Using corpora in English language classes

Last updated on

I must admit that the issue of using corpora in English language classes has weighed on my mind for a number of years. 

I’ve always been eager to build my students’ knowledge of collocations and lexical chunks. I will define these terms later. 

Finally, at the beginning of 2025, I started to make use of the British National Corpus (BNC) to develop, predominantly, my students’ collocational knowledge of:

(a) previously learned words, which I recorded in their lesson notes

(b) a small selection of words in articles the students are expected to read before each class.

(c) delexical verbs


A little bit about the British National Corpus

Completed in 1994, the BNC comprises around 100 million words of text from an extensive range of genres. These include fiction, spoken, academic, newspapers and magazines. 

The spoken part of the BNC (roughly 10%) consists of orthographic transcriptions of unscripted informal conversations and spoken language amassed in different contexts. These range from government meetings to radio shows. 

The written part of the BNC (90%) contains, for instance, extracts from national and regional newspapers, journals, academic books and popular fiction, university essays and published and unpublished letters and memoranda.

The BNC is closely related to other corpora from English-Corpora.org, such as the Movie Corpus and Corpus of Contemporary American English (COCA). 


How can English language teachers exploit corpora to create exercises and activities based on collocations and lexical chunks?

From a lexical point of view, and from the perspective of spoken English, one of the general strengths of corpora is that they reveal authentic language data pertaining to English.
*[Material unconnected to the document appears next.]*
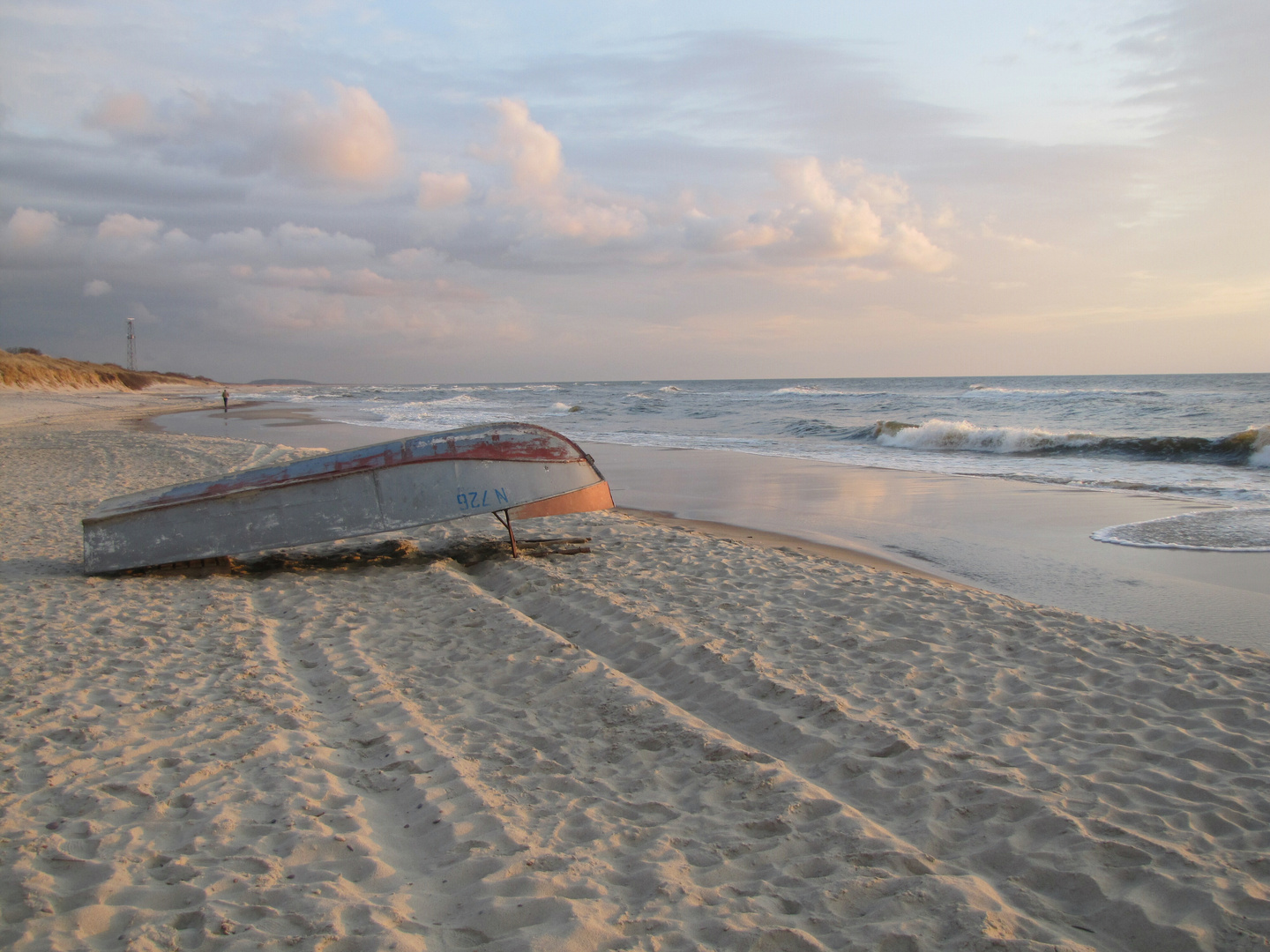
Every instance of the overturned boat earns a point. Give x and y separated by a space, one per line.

Engaging in the study of corpora may help to dispel commonly-held assumptions which educators and native speakers in general may hold. Indeed, teachers cannot always rely on their intuition when it comes to the meaning and usage of lexical items.

Teachers can set about using corpora in English language classes in a variety of ways, as I shall explore below. 

1. Focus on what is frequent in the English language rather than relying on intuition and tradition

Mauranen (2004, p.90) provides the example of the verb ‘to think’. Most of us would presume that the meaning of ‘to think’ refers to “some ponderous mental activity”. However, once you delve deeper into corpora, it becomes apparent that ‘think’ is more associated with the meaning ‘have an opinion’. Check out this example from the BNC (Davies, 2004):

Well, I don't think there's much more we can do here tonight, but before we wind things up, I think I'd like a word with that lad upstairs 

With the example from the BNC above in mind, Mauranen (2004, p.92) states that: 

… we can replace recommendations of language use which are solely based on tradition or teacher intuition. It has become a common finding that what is taught as functional language use is not necessarily in agreement with what is frequent in the language, or even appears at all.

2. Acquaint students with common collocations of previously met words

When it comes to defining collocations, I’m rather in agreement with Timmis (2015, p.24) who states that a collocation is a “combination of two lexical (as opposed to grammatical) words often found together or in close proximity …” 

Certainly, make sense and dire straits are collocations. However, as Timmis (ibid.) points out, tutors should not view collocations as chunks which merely consist of two words. Firstly, if a pair of words is separated by an article, as in have a party, this should still count as a collocation. Secondly, phrasal verbs such as carry out may be treated as one word. Therefore, carry out an experiment still counts as a collocation.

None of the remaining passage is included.